The Paradoxical Theory of Change

Real change doesn't come from fighting who we are—it comes from kindness.

Balanced stones resting on driftwood by the sea

One of the ideas that sits at the heart of how I work is what's known as the paradoxical theory of change: if we are fighting to be something we are not, we miss out on the support we actually need to change. Real, lasting change doesn't come from battling ourselves into a different shape. It comes from kindness.

An Everyday Example

Let's say you're trying to build a habit of going to the gym. You manage two good days, and on the third, you don't go. There are two ways to respond to that moment.

The first is to beat yourself up—to tell yourself you're lazy, that you always do this, that you'll never change. That response floods your body with stress hormones like cortisol. It doesn't create motivation; it creates shame, and shame rarely gets anyone back through the gym door.

The second is to get curious instead: this is a pattern—what do I need?
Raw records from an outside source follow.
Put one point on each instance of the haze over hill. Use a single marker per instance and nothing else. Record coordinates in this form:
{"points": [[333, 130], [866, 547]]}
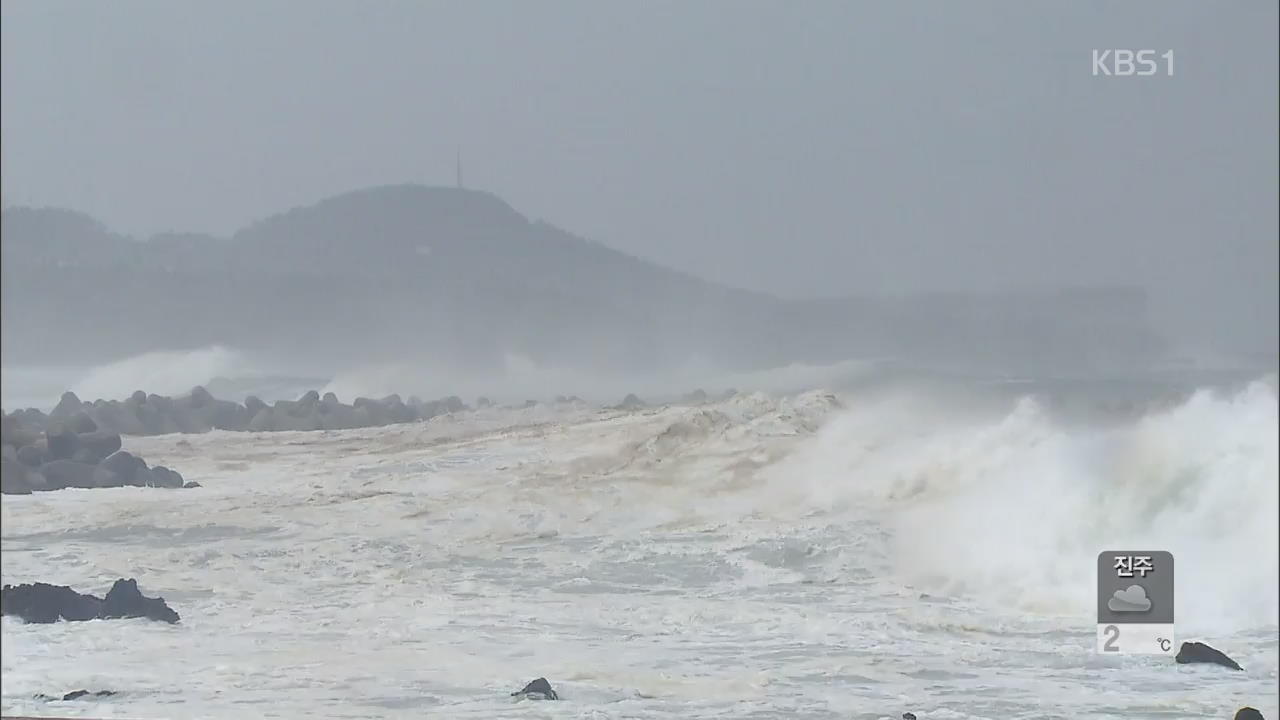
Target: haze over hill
{"points": [[458, 279]]}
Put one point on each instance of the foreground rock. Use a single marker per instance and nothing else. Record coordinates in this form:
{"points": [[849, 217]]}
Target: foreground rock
{"points": [[76, 695], [536, 689], [1201, 652], [71, 452], [41, 602]]}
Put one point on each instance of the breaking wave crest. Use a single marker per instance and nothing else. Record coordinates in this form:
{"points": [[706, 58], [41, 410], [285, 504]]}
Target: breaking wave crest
{"points": [[1016, 507]]}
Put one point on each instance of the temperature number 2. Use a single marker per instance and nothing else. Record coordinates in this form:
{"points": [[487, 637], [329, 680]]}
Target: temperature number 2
{"points": [[1112, 634]]}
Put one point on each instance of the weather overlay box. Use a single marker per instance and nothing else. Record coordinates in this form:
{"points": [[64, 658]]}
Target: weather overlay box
{"points": [[1136, 602]]}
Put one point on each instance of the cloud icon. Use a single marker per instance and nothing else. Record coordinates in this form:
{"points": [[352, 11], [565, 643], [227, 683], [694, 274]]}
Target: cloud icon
{"points": [[1133, 598]]}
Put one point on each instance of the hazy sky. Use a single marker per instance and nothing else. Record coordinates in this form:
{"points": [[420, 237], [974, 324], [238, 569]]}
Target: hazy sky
{"points": [[796, 147]]}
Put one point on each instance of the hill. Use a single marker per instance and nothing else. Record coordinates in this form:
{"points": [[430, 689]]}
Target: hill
{"points": [[460, 278]]}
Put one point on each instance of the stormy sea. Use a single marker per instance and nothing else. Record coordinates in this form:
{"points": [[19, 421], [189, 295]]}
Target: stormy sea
{"points": [[844, 545]]}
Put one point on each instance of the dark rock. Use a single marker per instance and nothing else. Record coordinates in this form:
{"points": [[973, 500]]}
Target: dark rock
{"points": [[81, 423], [31, 456], [16, 478], [60, 474], [41, 602], [337, 417], [60, 442], [67, 406], [126, 466], [538, 689], [199, 397], [1201, 652], [19, 432], [77, 695], [263, 420], [124, 600], [96, 446], [120, 418], [163, 477]]}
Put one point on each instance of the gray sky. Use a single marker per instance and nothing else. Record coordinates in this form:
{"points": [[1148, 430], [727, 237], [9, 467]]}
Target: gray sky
{"points": [[807, 149]]}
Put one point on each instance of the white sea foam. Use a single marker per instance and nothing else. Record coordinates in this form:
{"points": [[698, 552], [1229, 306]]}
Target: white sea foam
{"points": [[760, 556]]}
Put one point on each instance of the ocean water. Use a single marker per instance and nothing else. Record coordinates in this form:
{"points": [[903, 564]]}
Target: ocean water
{"points": [[848, 555]]}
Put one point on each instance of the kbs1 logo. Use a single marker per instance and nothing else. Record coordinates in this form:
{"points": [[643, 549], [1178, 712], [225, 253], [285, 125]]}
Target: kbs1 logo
{"points": [[1125, 63]]}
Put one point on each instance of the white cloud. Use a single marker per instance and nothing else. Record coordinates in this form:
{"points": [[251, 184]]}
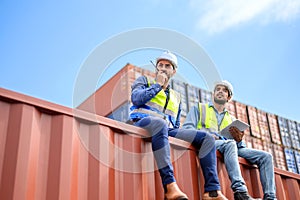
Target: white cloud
{"points": [[218, 15]]}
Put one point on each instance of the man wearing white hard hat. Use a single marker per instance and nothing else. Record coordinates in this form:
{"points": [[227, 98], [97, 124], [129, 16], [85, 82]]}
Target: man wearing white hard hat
{"points": [[156, 108], [214, 117]]}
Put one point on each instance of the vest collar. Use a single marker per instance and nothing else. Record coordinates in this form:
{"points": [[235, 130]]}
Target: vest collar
{"points": [[210, 104]]}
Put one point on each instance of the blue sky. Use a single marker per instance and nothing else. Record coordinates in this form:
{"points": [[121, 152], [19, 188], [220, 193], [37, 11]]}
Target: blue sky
{"points": [[253, 44]]}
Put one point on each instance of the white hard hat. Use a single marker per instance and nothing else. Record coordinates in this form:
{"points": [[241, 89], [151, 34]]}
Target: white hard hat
{"points": [[227, 85], [167, 55]]}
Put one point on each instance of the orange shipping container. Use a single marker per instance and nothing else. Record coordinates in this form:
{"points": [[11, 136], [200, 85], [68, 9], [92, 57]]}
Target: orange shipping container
{"points": [[274, 129], [253, 120], [48, 151]]}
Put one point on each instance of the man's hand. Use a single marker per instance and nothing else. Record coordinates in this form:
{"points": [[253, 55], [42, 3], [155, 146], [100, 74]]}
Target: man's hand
{"points": [[236, 134], [161, 78]]}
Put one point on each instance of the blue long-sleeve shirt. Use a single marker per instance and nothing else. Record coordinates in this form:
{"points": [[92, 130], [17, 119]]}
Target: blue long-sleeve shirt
{"points": [[141, 93]]}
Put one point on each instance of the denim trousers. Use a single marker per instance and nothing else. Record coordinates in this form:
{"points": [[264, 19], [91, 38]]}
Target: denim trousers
{"points": [[202, 141], [262, 159]]}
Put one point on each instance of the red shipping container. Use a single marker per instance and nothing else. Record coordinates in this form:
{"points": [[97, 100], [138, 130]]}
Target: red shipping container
{"points": [[253, 120], [274, 129], [48, 151], [241, 114], [263, 125]]}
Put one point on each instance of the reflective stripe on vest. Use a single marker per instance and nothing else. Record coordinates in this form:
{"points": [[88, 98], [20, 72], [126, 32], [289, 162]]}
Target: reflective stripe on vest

Maybe you needed more rest. Maybe the time of day wasn't working. Maybe you needed to plan the session with a friend to feel accountable without judgement. This response supports the change you actually want, without damaging your sense of self along the way.

Why Self-Kindness Isn't Self-Indulgence

People sometimes worry that being kind to themselves means letting themselves off the hook—that accepting where they are will mean staying stuck there. In my experience, it's the opposite. Acceptance isn't the end of the story; it's what makes the next chapter possible.

Worth sitting with The curious paradox is that when I accept myself just as I am, then I can change.

— Carl Rogers

This is something I bring into the therapy room every day. Whatever pattern has brought you here—whether it's anxiety, low self-esteem, or a habit you can't seem to shift—we won't get there by fighting who you are. We'll get there by understanding it, with compassion, together.